On brighter notes, we are told the nation is ‘much more than a middle power… Uniquely in command of an entire continent and unthreatened by any immediate neighbour, it has great wealth of every variety. It is a global superpower in production of food and energy. Its people are among the most educated and capable on Earth. We are inventive and enterprising. Australia has a robust democratic system and rule of law.

‘It has living standards among the very highest anywhere, at any time in human history. Uniquely, it combines the oldest surviving culture on Earth, the liberties bestowed by its British-derived system of government and the richness of the most multicultural population of any developed nation.’

It should therefore use its military alliances and capabilities ‘to defend itself and to strike the enemy where necessary’. Hold on, I thought we were ‘unthreatened by any immediate neighbour’…

No, we must ‘plan for war in the near, medium and long term’. Whatever happened to ‘the lucky country’?

According to ‘Red Alert’, our government should double its defence budget from the current 2% of GDP to 4% and invest in ‘costly’ cyber-defence systems, ‘long-range strike missiles’ and ‘drones for delivering explosives, for example’.

In a nod to current policy, ‘the AUKUS agreement… for the US and UK to help Australia acquire nuclear-powered submarines – could prove useful. The submarines are intended to give Australia the ability to threaten China’s territory directly (!), increasing Australian coercive power and thus strengthening deterrence.’

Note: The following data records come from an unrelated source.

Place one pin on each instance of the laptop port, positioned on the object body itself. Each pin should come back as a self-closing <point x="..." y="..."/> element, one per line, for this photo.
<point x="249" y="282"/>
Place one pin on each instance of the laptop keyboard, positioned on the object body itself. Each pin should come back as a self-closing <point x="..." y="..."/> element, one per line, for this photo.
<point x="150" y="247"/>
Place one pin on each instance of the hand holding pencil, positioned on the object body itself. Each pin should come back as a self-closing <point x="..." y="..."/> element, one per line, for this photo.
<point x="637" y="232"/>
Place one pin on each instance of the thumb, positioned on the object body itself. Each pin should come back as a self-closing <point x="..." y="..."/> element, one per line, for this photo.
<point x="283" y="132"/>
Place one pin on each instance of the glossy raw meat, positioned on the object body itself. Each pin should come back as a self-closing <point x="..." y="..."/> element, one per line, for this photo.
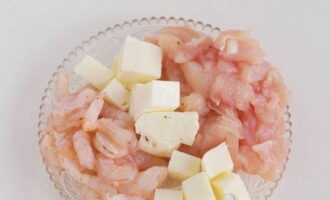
<point x="239" y="96"/>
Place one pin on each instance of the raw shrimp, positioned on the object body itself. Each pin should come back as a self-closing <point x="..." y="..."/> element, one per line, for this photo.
<point x="68" y="158"/>
<point x="114" y="113"/>
<point x="113" y="173"/>
<point x="145" y="160"/>
<point x="71" y="103"/>
<point x="120" y="135"/>
<point x="83" y="147"/>
<point x="62" y="86"/>
<point x="92" y="114"/>
<point x="49" y="151"/>
<point x="145" y="182"/>
<point x="273" y="155"/>
<point x="108" y="148"/>
<point x="96" y="184"/>
<point x="69" y="124"/>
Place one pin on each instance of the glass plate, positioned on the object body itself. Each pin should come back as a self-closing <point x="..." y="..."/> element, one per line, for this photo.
<point x="104" y="46"/>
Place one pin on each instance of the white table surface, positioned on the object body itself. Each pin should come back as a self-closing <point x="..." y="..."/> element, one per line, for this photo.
<point x="35" y="35"/>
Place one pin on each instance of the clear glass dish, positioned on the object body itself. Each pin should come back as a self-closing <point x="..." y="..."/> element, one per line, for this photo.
<point x="104" y="46"/>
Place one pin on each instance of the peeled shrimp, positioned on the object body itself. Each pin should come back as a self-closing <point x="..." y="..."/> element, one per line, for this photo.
<point x="145" y="160"/>
<point x="62" y="86"/>
<point x="49" y="151"/>
<point x="113" y="173"/>
<point x="145" y="182"/>
<point x="74" y="102"/>
<point x="92" y="114"/>
<point x="108" y="148"/>
<point x="83" y="147"/>
<point x="120" y="135"/>
<point x="96" y="184"/>
<point x="114" y="113"/>
<point x="68" y="158"/>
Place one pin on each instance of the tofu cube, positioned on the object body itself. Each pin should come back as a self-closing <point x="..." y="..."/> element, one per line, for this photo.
<point x="183" y="166"/>
<point x="217" y="161"/>
<point x="154" y="96"/>
<point x="169" y="126"/>
<point x="139" y="61"/>
<point x="94" y="72"/>
<point x="162" y="148"/>
<point x="168" y="194"/>
<point x="230" y="185"/>
<point x="116" y="94"/>
<point x="198" y="187"/>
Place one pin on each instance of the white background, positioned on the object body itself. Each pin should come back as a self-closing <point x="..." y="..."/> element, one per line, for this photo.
<point x="35" y="35"/>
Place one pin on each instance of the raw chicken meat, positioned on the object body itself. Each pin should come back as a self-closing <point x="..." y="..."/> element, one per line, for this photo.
<point x="240" y="99"/>
<point x="239" y="96"/>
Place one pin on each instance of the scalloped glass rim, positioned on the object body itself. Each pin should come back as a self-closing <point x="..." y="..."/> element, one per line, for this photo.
<point x="111" y="37"/>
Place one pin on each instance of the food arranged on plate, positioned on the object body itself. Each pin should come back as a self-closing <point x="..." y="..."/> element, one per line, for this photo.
<point x="177" y="106"/>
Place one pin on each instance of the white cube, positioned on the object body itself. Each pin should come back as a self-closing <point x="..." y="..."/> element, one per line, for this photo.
<point x="154" y="96"/>
<point x="116" y="94"/>
<point x="217" y="161"/>
<point x="169" y="126"/>
<point x="230" y="184"/>
<point x="198" y="187"/>
<point x="183" y="166"/>
<point x="158" y="147"/>
<point x="139" y="61"/>
<point x="94" y="72"/>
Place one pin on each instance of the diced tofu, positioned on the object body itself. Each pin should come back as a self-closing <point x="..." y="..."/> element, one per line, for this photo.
<point x="168" y="194"/>
<point x="94" y="72"/>
<point x="169" y="126"/>
<point x="162" y="148"/>
<point x="217" y="161"/>
<point x="154" y="96"/>
<point x="139" y="61"/>
<point x="198" y="187"/>
<point x="230" y="184"/>
<point x="183" y="166"/>
<point x="116" y="94"/>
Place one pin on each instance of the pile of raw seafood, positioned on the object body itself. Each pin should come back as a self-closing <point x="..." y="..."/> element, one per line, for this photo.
<point x="122" y="134"/>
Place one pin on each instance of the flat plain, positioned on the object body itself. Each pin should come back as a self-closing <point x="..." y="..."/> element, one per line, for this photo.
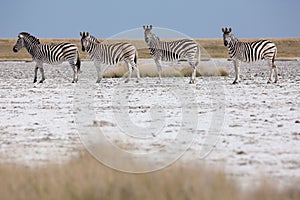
<point x="258" y="134"/>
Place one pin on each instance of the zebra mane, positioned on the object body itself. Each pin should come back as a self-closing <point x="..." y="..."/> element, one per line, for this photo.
<point x="30" y="37"/>
<point x="155" y="37"/>
<point x="94" y="39"/>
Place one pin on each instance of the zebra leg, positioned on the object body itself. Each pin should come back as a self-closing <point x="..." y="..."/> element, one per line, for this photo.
<point x="193" y="77"/>
<point x="276" y="73"/>
<point x="271" y="72"/>
<point x="137" y="71"/>
<point x="99" y="73"/>
<point x="35" y="73"/>
<point x="42" y="72"/>
<point x="273" y="67"/>
<point x="237" y="71"/>
<point x="158" y="65"/>
<point x="193" y="65"/>
<point x="129" y="72"/>
<point x="75" y="76"/>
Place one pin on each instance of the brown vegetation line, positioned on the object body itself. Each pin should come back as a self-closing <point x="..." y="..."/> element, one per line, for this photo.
<point x="85" y="178"/>
<point x="287" y="48"/>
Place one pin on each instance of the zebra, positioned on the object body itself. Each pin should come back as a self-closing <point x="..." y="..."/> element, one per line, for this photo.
<point x="109" y="54"/>
<point x="249" y="52"/>
<point x="172" y="51"/>
<point x="48" y="53"/>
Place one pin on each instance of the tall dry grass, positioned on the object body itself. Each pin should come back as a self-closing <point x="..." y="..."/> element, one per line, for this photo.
<point x="85" y="178"/>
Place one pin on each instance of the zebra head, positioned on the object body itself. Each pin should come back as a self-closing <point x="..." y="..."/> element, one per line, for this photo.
<point x="25" y="40"/>
<point x="86" y="40"/>
<point x="149" y="36"/>
<point x="228" y="37"/>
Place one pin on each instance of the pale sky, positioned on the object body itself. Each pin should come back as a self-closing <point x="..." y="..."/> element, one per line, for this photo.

They’d better – they are expected to cost $9 billion over the next four years and a mind-boggling $268-368 billion between now and 2055.

We, the people, can play our humble part – as well as paying the bills through our taxes – because the military visionaries want to bring back ‘compulsory national service to boost the people’s preparedness. This can be civil or military, or both, and it can be voluntary or mandatory. It need not be limited to young people.’

Well, that’s a relief. I wouldn’t like to be excluded from this glorious nation-building process. Lord Kitchener still needs me for cannon-fodder. Let’s charge the guns. They won’t fire till they see the whites of your eyes, so keep them shut – that’s the best defence.

Nobody wants wars – and nobody wins them. Both sides get exhausted and then have to start rebuilding what they have destroyed, trust, homes, infrastructure, wealth and lives. This latest arms race may be different. Win, lose or draw, it could be our last.